An outdated 1920s classical Greek position was taken. The RMP was one of six Egyptian texts that were translated only in light of the need to explain the origins of abstract Greek geometry, reported by Plato and others as being taught to Greeks by Egyptians.
Since the RMP and five other geometry texts contained lowly, non-abstract, contents further analysis of the Egyptian mathematical texts was stopped, a sad fact that is changing in the 21st century.
Had the Euro-centric classical Greek geometry metaphor been replaced by the actual abstract mathematics contained in the RMP, number theory, another set of conclusions can be reached. Several 21st century scholars are reporting over 1,000 ancient Egyptian, Greek, Arab and medieval texts, that link a period of 3,700 years of abstract number theory.
The best known medieval text, the Liber Abaci, was written in 1202 AD by Fibonacci.
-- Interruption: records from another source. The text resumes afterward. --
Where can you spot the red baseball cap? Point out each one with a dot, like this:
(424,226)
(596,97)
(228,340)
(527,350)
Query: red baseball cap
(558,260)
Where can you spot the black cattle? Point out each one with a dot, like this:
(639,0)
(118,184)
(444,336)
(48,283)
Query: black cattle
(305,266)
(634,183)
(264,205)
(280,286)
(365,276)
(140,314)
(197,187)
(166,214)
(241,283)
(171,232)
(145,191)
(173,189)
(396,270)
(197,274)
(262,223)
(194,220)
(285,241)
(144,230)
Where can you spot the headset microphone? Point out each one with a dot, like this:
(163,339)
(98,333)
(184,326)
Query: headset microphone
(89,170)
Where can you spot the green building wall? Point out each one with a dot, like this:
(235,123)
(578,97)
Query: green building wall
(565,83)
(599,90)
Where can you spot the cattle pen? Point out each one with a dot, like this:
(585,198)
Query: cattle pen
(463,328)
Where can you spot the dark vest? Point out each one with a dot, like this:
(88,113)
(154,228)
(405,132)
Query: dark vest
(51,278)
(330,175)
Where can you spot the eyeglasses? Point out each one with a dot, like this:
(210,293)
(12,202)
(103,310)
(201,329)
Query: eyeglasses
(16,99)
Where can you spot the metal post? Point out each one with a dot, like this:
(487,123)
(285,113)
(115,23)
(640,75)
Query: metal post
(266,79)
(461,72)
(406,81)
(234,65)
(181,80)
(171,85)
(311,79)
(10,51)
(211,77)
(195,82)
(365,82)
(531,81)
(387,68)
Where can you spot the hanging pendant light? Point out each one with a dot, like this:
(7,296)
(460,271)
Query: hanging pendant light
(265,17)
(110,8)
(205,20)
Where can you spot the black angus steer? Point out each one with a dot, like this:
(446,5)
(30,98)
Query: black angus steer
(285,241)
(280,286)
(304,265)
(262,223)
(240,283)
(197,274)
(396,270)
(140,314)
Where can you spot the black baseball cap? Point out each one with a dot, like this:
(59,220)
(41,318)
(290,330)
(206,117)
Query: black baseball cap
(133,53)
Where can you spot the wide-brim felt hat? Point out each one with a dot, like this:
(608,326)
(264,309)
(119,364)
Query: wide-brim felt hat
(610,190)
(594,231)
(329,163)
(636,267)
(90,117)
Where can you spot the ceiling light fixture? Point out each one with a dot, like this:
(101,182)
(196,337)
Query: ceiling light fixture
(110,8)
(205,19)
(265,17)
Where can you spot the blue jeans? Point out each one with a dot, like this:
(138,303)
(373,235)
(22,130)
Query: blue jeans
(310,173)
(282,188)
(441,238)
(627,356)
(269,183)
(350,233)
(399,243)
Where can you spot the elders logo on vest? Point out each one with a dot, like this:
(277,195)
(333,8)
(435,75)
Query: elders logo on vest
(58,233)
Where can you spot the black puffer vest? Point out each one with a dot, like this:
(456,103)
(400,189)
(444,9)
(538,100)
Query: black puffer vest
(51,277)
Fibonacci's number theory notation modified Ahmes' RMP rational number notation, with (m/m) being an optimized LCM scaling factor, discussed in RMP 17-24, such that:
1. n/p = n/p(m/m) = mn/mp, (Ahmes' notation)
used divisors of mp that best summed to numerator mn
2. n/p - 1/m = (mn - p)/mp (Fibonacci's notation)
usually setting (mn -p) = 1
However, on page 124 of Siglers' 2002 translation, Fibonacci's 7th distinction, when (mn -p) did not equal unity (one), Fibonacci used Ahmes' divisors of mp to find numerator (mn-p), in the ancient manner.